Nivelle River is a 45km long cross-border coastal river. The first 12 km upstream flows into Spain. The next 33 km, including the river’s mouth into the Atlantic Ocean, are located in France. This river supports a variety of migratory fish, including two species of shad, sea lamprey, European eel, Atlantic salmon and sea trout. The number of salmon that swim up the river each year has fallen from an average of over 200 fishes in the period 1990-2000 to 100 fishes (in some years less than 50) in the last 20 years. This species is therefore in sharp decline and particularly threatened in this basin. The causes of the decline are multiple, as in other rivers (habitat quality, water quality, dams, professional fishing, etc.).

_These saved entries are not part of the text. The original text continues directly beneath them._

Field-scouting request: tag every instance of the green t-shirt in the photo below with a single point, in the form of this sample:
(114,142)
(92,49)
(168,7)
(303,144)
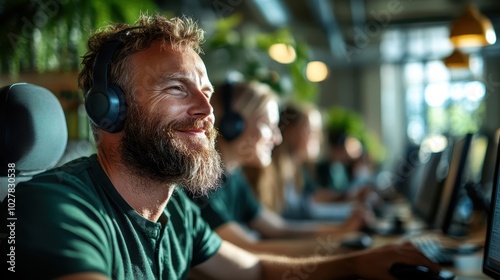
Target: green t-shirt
(234,201)
(71,219)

This river is also home to the last population of freshwater pearl mussels in the Pyrenees, which live in symbiosis with salmon and trout. It is also in great danger of extinction, and great efforts have been made in recent years to save this population. The upstream part of the river is also home to other rare and endangered species, such as the Pyrenean Desman (a small aquatic mammal endemic to the Pyrenees) and the White-clawed Crayfish. Currently, the upstream sector of the river has the best conservation status and spawning grounds for salmon and trout. Unfortunately, this section of the river is inaccessible due to the Urrutienea Dam.
Several fish-pass have been built on the two main dams in the downstream part of the Nivelle, but the Urrutienea Dam has never been equipped, despite the very high stakes for biodiversity. The owner has always been opposed to the construction of a fish-pass. For this reason, our association is currently in the process of buying the dam, with the aim of removing it when we become the owners. This project also has the support of the Government of Navarra in Spain, as it would allow the return of salmon to the Spanish section of the Nivelle. In the context of climate change, circulation of fish (and of all aquatic organisms in general) is becoming an increasing issue.
This project is very important locally, and it requires in-depth preliminary technical studies.
|Potential km to be opened||10|
|Key habitats||Spawning habitat for salmonids|
|Focal species||Salmon, brown trout, European eel, freshwater pearl mussel|
It is important to do topographic surveys, estimate the volume of sediment that will be remobilised and draw technical design documents. During this preparatory phase, the measures to limit the impacts during the works will also be defined. Finally, we have to draw up specifications and select the company that will present the best skills at the best cost. During this phase, we will also draw up the permission procedure.